I’m all into modern and all that, especially when it comes to religion. I mean, a religion that’s stuck way back somewhere is a religion that’s just plain stuck. A good religion is one that can keep up with new kinds of sins that are being invented. Seriously, what good is it to be forgiven for sins that nobody commits anymore? And I’m pretty much in favor of keeping the Bible up to snuff too. If people are going to understand it, the Bible has to use words everybody uses.

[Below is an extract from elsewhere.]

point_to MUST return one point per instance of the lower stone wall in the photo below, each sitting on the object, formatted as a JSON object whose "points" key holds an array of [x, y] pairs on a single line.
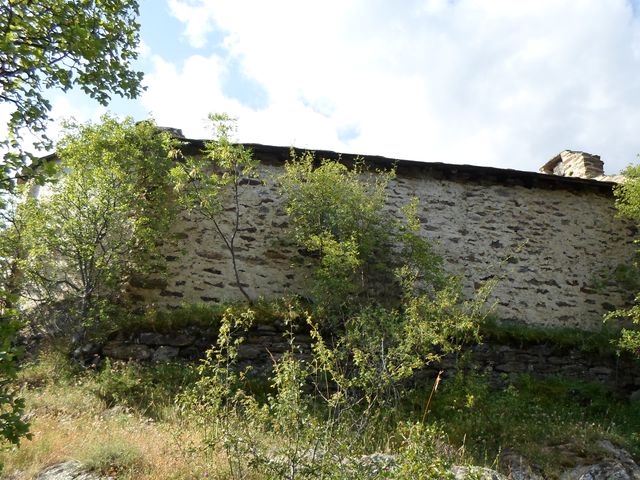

Except for Christmas. No matter what else changes, Christmas needs to stay in the King James. All these lame attempts to modern up Christmas are totally bogus, except for maybe iPods, which Jesus probably would have used. There is no way that he would have used a Zune or some piece of Sony crap. Jesus would have been an Apple guy for sure. I doubt he needed a cell phone, being God and all, but if he had needed one I bet it would have been an iPhone.

Anyway, like I said, Christmas is a King James Version holiday all the way. For example, the baby Jesus was so not wrapped in “cloths” (NIV) or “strips of cloth” (NLT) or—God forbid—in a stupid “blanket” (The Message). Everybody knows that Jesus was wrapped in swaddling clothes like the King James says, and people who screw that up should be excommunicated for crimes against the manger.

And, as long as we’re on the subject, the angels did not tell the shepherds “Today in the town of David a Savior has been born to you” or something really lame like “A Savior has just been born in David’s town.” NO! The angels said, “For unto you is born this day in the city of David a Saviour, which is Christ the Lord” just like the King James says they did. The list goes on and on.

Look. You can spiff up lots of things like theology and doctrine, which don’t really matter all that much, but do not mess with Christmas, which was pretty much invented single-handedly by King James even though he ended up croaking during a violent attack of dysentery. Personally, I say keep the King James in Christmas!

That’s all I have to say about it at this time.


2 Responses

  1. ha! just came across your comment at FPR. peters ought to be similarly flattered.

    merry christmas fred, you make the world a better place.

  2. Amen. It’s the version Linus used.